Squash increasing file size instead of reducing it

I started using Squash a couple of hours back, and I see unexpected results.

It’s increasing the file size instead of reducing it. I downloaded this stock image for test: https://www.pexels.com/photo/close-up-photo-of-berries-1379636/

Then I set the JPEG Quality level to 95%

It increased the file size to almost double.

I set it back to the default 70%, and still, the size of the compressed file is marginally larger than the original file.

Also, the quality looks low to me. What I’ve experienced is, it increased the file size and reduced the quality.

Any fixes?

Thanks

Try this:

I bought Squash. Why would I buy any other program?

@ritesh , Hi Ritesh. Just for fun I did the same exercise with your image. First of all, using Photoshop (you can also use Preview for this) I reduced the size to a width of 1720 px, which is large enough to fill a banner. Saved the image as a jpg in a High quality (60%) which again is good enough to use in a website. This gave me an image of 391 KB. I squashed this image in a quality 60% as well and that gave me an image of 362 KB with no quality loss.

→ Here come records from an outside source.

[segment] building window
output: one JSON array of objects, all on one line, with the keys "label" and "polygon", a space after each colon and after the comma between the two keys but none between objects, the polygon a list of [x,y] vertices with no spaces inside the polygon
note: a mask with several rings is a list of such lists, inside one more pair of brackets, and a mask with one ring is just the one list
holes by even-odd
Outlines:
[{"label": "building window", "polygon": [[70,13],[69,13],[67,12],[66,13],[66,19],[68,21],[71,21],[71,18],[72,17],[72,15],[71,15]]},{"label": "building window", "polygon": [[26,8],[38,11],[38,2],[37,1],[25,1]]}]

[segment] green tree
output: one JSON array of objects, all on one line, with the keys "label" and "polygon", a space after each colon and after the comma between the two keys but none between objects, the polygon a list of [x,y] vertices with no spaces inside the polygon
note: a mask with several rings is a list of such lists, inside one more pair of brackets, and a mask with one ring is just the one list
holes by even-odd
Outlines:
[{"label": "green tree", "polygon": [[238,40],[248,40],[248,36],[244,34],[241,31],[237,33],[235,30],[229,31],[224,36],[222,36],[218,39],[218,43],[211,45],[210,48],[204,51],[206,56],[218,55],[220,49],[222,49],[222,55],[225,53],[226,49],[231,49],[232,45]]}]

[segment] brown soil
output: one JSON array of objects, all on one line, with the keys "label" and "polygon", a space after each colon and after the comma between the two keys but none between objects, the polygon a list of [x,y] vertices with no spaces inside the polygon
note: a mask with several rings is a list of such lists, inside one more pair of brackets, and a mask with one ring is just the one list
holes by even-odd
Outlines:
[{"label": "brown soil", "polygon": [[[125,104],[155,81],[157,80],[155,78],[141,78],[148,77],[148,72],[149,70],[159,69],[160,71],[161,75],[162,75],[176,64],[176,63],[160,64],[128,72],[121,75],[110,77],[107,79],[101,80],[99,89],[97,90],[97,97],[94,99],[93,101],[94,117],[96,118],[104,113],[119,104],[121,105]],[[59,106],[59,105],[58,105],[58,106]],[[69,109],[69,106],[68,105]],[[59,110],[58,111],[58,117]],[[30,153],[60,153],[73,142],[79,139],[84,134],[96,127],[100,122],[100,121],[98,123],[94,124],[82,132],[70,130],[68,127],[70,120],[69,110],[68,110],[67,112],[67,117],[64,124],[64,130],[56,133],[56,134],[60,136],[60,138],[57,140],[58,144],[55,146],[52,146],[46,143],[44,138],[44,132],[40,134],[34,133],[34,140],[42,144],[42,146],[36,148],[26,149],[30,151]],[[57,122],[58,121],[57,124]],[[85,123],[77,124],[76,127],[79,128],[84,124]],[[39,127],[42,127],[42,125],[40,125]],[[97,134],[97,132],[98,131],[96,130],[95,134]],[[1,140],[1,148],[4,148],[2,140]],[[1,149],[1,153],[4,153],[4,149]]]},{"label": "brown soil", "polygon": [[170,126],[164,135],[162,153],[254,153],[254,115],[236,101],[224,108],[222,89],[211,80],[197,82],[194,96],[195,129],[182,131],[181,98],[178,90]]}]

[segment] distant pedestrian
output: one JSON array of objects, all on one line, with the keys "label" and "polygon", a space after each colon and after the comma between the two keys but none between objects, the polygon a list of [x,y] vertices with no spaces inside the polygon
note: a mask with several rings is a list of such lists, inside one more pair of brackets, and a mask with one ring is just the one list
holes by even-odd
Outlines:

So, Squash did what it had to do.

Don’t overkill images for web. A quality of 60%, 50% or even 40% can still be good enough. The human eye is forgiving. Try to keep images under 300 KB to speed up loading times.

Hans

I have my quality set to 50% typically and it made it smaller, for me.
When I used 70% as you tried, Squash notified me “we couldn’t squash those files any further”.
So what is different between our setups I wonder?

It is free & works well

BTW, which size are you working with as it has options.

Duplicated your test on Late 2014 Mac mini with Big Sur 11.4 and not getting your results…

Thanks, but I don’t want to resize the images.

Original size 6000x4000

I can’t reproduce your results.
The only slight difference I see and it’s in download size is that the file is a few bytes smaller when using save file (my default) rather than Open with (Preview) when downloading.
Otherwise Squash works as expected, for me.
I don’t have a Retina display so I can’t test that. Could be something to do with that?

If you compress a jpg that has already been compressed you probably won’t see any reduction in file size, in fact, the file may ever be bigger!

If you compress a high-quality image with very little compression, you’re going to see great savings. This is when Squash really shines.

If you’re still unhappy with the amount Squash has compressed your file, do the following: Try lowering the compression rate in the preferences, move it down in 10% increments, then compress the original image again. By doing this you can look at the image after each export and make sure you’re happy with the look of the file and its size.